RFC 57: Safecoin Revised

Nice. Rust! However, there might be future bugs in rusty plumbing. IMO it would be beneficial to have a low level dedicated/minimalist safecoin add and subtract library.

1 Like

You mean for other langs? Or do you think, that you can make a 3. party 128bit int math package for rust, that has higher code quality that rust itself? For rust this should be already handled by the NanoCoin, MilliCoin, … types

1 Like

In any case making a simple 128 bit add/subtract routine is easy.


No. 20 chars…


Some more ideas, both are similar but different way of conceptualising

Pressure Release Valve

The network operates smoothly under ‘normal’ variability but changes behaviour under stress conditions. I think this sudden ‘valve’ style change in network behaviour is not great but it does lead to consideration of what counts as dangerous stress. It also might encourage less sudden changes in client behaviour if clients know their changes might make their experience worse.


The network processes requests during busy times based on some queue mechanism, like bitcoin does with the transaction fee. In bitcoin the transaction fee is used to put a queue of transactions in some order or priority, and during times of stress when the queue is very long the network can still function predictably.

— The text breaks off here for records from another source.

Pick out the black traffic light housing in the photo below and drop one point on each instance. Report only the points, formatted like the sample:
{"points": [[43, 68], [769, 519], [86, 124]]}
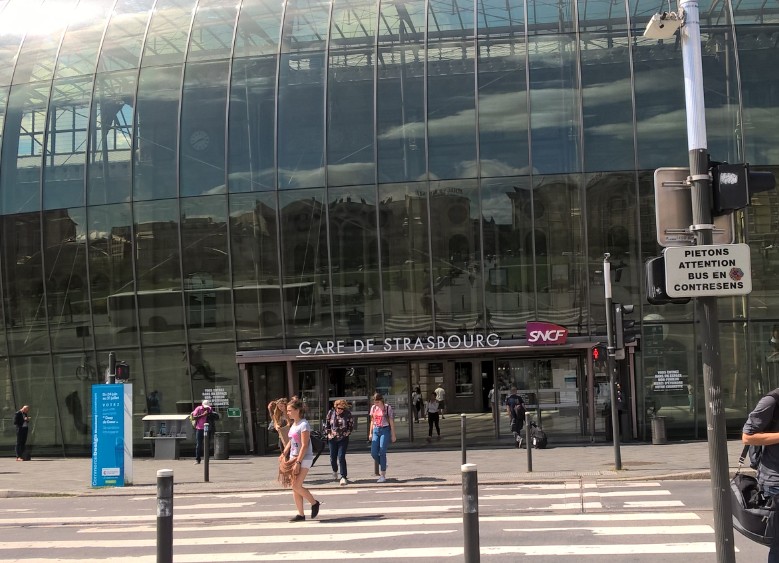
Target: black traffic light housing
{"points": [[733, 186], [624, 329]]}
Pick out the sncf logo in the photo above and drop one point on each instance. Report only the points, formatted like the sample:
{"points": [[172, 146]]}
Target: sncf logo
{"points": [[546, 333]]}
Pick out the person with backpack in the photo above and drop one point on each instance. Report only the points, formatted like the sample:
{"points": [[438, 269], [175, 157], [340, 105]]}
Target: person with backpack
{"points": [[515, 406], [762, 429]]}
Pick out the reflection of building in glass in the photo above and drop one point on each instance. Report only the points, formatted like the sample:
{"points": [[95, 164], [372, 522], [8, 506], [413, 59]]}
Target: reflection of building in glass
{"points": [[184, 179]]}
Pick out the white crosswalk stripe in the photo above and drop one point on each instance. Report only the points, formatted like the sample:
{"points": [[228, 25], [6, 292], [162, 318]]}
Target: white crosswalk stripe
{"points": [[560, 521]]}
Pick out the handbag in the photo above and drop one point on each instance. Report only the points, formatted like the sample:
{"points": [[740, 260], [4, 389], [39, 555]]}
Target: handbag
{"points": [[754, 514]]}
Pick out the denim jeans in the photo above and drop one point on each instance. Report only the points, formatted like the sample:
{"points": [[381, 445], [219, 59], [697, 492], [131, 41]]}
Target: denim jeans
{"points": [[773, 552], [379, 443], [338, 455]]}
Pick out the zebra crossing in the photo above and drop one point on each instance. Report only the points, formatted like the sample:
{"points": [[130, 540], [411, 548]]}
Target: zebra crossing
{"points": [[551, 521]]}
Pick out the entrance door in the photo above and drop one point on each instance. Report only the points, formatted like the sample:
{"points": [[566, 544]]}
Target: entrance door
{"points": [[553, 390]]}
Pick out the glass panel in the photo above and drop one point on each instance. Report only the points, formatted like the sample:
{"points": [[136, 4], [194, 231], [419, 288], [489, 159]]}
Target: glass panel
{"points": [[400, 101], [304, 264], [252, 125], [551, 17], [259, 24], [203, 128], [124, 36], [451, 110], [207, 298], [212, 30], [66, 143], [65, 266], [457, 265], [111, 275], [607, 102], [78, 53], [110, 130], [166, 41], [355, 259], [254, 247], [39, 50], [554, 104], [25, 122], [509, 285], [350, 107], [659, 98], [503, 127], [160, 301], [157, 121], [34, 386], [404, 228], [23, 283], [560, 255]]}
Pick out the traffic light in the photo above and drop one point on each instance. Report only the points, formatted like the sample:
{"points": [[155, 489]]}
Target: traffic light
{"points": [[733, 186], [122, 371], [624, 329]]}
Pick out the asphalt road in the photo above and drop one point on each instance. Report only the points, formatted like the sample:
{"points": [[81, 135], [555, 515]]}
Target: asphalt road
{"points": [[570, 520]]}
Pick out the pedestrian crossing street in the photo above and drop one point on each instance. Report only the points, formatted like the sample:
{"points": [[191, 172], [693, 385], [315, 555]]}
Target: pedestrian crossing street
{"points": [[554, 522]]}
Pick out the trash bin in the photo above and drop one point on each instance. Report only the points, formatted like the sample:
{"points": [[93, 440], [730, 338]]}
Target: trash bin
{"points": [[221, 445], [658, 430]]}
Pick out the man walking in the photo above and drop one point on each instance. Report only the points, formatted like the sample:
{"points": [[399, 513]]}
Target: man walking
{"points": [[762, 429], [22, 422]]}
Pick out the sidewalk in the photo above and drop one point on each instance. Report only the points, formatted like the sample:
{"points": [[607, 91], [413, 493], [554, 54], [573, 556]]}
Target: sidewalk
{"points": [[72, 476]]}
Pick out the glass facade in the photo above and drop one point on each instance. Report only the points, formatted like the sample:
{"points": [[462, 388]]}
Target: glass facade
{"points": [[182, 180]]}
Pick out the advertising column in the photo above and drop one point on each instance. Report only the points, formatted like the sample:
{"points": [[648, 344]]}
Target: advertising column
{"points": [[112, 444]]}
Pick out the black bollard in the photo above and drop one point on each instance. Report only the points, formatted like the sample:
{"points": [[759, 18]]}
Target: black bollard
{"points": [[206, 451], [528, 443], [470, 513], [462, 435], [165, 516]]}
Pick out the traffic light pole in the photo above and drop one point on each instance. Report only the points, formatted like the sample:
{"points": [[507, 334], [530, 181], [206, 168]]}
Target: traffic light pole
{"points": [[706, 307], [611, 361]]}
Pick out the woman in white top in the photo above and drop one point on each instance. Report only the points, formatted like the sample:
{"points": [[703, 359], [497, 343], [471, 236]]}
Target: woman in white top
{"points": [[380, 431], [297, 458], [432, 417]]}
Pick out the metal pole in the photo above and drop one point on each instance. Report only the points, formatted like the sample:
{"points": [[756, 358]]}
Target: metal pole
{"points": [[470, 513], [612, 361], [111, 368], [706, 307], [462, 436], [528, 445], [165, 516], [206, 451]]}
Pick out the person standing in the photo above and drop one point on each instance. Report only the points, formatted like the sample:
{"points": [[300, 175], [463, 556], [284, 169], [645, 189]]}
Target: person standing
{"points": [[516, 415], [431, 408], [762, 429], [440, 396], [200, 416], [339, 425], [417, 403], [297, 458], [22, 423], [380, 431]]}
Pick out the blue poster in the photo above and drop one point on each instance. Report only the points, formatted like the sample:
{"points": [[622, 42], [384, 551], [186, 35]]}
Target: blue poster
{"points": [[108, 435]]}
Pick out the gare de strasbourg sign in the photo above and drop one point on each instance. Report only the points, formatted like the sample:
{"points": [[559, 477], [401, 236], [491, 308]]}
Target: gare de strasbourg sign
{"points": [[538, 333]]}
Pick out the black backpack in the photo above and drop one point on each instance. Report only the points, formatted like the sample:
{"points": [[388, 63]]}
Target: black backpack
{"points": [[755, 452]]}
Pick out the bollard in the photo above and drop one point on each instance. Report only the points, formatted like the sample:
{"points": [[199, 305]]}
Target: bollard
{"points": [[470, 513], [462, 436], [165, 516], [206, 451], [528, 443]]}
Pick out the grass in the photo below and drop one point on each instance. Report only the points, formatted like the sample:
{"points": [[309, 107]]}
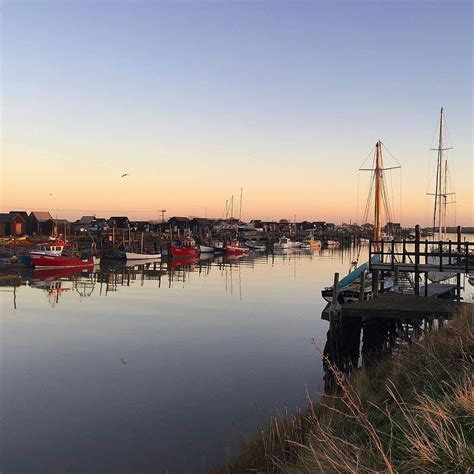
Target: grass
{"points": [[413, 412]]}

In SAFE maybe the queue is ordered by the type of event (vault join vs GET request vs vault relocate vs PUT request vs split event vs hop message relay etc) but there may be other factors that contribute to when and why events are processed. What could the network do when the queue gets very long?

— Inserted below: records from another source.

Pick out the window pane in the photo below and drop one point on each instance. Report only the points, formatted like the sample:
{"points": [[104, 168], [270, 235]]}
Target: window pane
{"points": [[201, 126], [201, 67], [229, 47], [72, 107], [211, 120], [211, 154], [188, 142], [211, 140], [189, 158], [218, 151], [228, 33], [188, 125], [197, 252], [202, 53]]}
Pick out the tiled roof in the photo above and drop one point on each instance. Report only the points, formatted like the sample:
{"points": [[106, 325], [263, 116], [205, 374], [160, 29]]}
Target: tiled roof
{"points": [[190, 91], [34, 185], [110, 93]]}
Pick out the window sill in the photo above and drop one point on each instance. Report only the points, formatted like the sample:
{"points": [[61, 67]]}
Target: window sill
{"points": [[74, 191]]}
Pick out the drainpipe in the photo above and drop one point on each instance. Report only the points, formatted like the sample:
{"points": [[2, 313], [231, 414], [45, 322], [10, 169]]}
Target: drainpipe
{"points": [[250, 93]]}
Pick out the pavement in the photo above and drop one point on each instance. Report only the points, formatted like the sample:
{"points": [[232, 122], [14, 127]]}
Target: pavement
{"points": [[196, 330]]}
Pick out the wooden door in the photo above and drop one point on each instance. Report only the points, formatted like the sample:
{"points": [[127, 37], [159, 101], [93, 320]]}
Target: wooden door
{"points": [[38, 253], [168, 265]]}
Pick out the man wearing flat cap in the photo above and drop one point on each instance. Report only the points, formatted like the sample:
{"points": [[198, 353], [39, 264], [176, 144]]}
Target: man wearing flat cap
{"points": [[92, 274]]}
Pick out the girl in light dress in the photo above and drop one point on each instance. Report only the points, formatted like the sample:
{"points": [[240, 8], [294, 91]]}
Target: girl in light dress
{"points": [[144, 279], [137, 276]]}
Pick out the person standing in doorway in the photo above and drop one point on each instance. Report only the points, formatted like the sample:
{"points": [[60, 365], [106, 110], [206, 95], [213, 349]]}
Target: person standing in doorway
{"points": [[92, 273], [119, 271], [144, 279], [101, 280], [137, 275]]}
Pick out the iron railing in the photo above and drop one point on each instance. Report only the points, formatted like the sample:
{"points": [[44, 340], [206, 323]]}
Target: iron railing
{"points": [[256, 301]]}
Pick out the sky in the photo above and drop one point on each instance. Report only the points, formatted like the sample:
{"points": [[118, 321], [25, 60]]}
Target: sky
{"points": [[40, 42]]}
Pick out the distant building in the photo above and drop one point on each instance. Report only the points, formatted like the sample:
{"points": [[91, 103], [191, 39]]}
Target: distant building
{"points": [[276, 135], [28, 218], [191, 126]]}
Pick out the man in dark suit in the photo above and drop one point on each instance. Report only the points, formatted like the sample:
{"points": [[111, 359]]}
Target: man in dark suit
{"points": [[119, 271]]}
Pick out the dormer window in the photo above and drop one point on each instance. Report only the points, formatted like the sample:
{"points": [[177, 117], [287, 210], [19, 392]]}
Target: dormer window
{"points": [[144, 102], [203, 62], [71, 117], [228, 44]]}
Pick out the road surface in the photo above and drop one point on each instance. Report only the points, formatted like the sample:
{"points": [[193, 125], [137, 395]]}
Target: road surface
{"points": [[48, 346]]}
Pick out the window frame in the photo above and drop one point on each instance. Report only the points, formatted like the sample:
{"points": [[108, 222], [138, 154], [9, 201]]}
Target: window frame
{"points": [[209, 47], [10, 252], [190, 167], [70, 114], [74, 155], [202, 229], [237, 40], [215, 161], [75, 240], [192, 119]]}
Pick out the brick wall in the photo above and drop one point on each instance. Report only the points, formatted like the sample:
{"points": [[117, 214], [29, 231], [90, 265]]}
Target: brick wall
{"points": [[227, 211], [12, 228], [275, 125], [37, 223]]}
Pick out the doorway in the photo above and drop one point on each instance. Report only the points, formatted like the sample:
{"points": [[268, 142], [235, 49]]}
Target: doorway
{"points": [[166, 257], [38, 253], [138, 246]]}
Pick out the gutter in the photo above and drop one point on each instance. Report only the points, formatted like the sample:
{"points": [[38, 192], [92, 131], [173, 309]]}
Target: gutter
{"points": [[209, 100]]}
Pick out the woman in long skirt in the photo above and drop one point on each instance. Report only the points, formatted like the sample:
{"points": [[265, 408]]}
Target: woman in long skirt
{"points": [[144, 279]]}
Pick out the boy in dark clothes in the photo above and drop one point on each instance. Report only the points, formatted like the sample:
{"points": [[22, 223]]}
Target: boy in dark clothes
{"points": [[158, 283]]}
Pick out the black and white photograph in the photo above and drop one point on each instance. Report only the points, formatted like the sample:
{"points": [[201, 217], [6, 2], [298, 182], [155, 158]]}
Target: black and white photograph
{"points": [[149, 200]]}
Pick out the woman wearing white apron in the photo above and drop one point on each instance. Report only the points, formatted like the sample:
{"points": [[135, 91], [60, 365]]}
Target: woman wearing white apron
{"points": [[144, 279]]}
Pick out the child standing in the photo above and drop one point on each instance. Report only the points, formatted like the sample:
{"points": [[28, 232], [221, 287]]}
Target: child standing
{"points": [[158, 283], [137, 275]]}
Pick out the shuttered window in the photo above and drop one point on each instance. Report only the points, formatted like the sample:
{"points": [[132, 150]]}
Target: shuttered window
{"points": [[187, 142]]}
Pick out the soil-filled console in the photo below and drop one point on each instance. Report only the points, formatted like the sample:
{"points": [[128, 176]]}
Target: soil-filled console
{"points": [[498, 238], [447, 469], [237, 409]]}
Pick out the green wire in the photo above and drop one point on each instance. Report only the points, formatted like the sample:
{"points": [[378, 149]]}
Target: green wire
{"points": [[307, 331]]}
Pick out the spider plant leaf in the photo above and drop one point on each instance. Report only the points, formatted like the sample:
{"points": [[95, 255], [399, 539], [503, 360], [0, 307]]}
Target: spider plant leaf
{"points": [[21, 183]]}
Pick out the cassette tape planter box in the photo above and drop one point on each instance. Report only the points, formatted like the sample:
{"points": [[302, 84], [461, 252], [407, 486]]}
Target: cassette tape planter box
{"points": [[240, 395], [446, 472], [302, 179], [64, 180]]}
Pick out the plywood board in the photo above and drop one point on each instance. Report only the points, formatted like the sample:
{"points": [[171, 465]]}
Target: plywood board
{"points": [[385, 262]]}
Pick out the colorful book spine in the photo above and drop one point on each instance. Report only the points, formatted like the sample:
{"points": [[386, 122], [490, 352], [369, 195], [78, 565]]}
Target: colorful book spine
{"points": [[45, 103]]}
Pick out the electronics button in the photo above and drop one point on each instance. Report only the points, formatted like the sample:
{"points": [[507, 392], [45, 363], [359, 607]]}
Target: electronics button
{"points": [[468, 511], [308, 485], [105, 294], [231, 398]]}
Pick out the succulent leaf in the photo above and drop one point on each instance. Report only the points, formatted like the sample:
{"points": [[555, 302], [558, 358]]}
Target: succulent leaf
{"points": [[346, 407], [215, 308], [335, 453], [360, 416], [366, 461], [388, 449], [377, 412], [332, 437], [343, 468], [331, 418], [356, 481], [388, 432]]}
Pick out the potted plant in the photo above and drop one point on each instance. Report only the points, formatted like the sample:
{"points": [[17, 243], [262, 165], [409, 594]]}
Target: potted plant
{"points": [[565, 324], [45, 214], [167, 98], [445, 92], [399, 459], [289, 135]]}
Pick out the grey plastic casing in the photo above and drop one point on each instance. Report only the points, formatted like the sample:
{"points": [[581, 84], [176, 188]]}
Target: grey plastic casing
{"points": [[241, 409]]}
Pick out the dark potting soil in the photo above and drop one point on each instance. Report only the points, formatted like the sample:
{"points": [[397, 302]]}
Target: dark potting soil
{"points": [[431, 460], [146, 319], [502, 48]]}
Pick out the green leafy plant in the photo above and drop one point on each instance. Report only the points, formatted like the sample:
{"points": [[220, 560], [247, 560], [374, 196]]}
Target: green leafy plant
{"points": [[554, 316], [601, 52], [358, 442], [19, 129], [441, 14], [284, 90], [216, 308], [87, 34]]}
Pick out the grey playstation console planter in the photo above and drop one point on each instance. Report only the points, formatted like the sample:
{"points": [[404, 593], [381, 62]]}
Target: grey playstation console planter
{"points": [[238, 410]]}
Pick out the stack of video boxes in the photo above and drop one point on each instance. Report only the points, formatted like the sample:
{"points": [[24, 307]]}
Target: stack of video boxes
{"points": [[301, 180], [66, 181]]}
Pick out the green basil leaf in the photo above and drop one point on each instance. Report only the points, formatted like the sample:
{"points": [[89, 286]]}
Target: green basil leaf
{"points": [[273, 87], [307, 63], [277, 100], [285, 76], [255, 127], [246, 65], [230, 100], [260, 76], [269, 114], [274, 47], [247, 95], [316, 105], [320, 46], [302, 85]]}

This is my attempt at working out the longest/shortest time to issue all coins for RFC-0057.

Longest time will be when the StoreCost is smallest, thus reward is also smallest.

Smallest StoreCost is 0.005 (see this post for calcs/reasons)

New safecoins issued for each put will be 0.005. The total reward is 0.01 which consists of 0.005 existing coins paying for the PUT and 0.005 new coins for the farm reward.

So total reward events possible (ie puts) is 2^32 / 0.005

Using a suitable put rate we can see how long it takes to complete the total reward events.

A ‘low load’ might be simulated with the normal ongoing load. Average phone storage is 64 GB and average lifetime of 2 years; let’s say it gets full after 1 year… this means about 64 GB PUTs per year. (There’s a ‘heavy’ load used later in the shortest time calc).

Assume every put is exactly 1 MB.

This has a put rate of 180 puts/day/user (64*1024/365)

The number of users might be the number of users on this forum, which is about 9000 (from the about page of the forum).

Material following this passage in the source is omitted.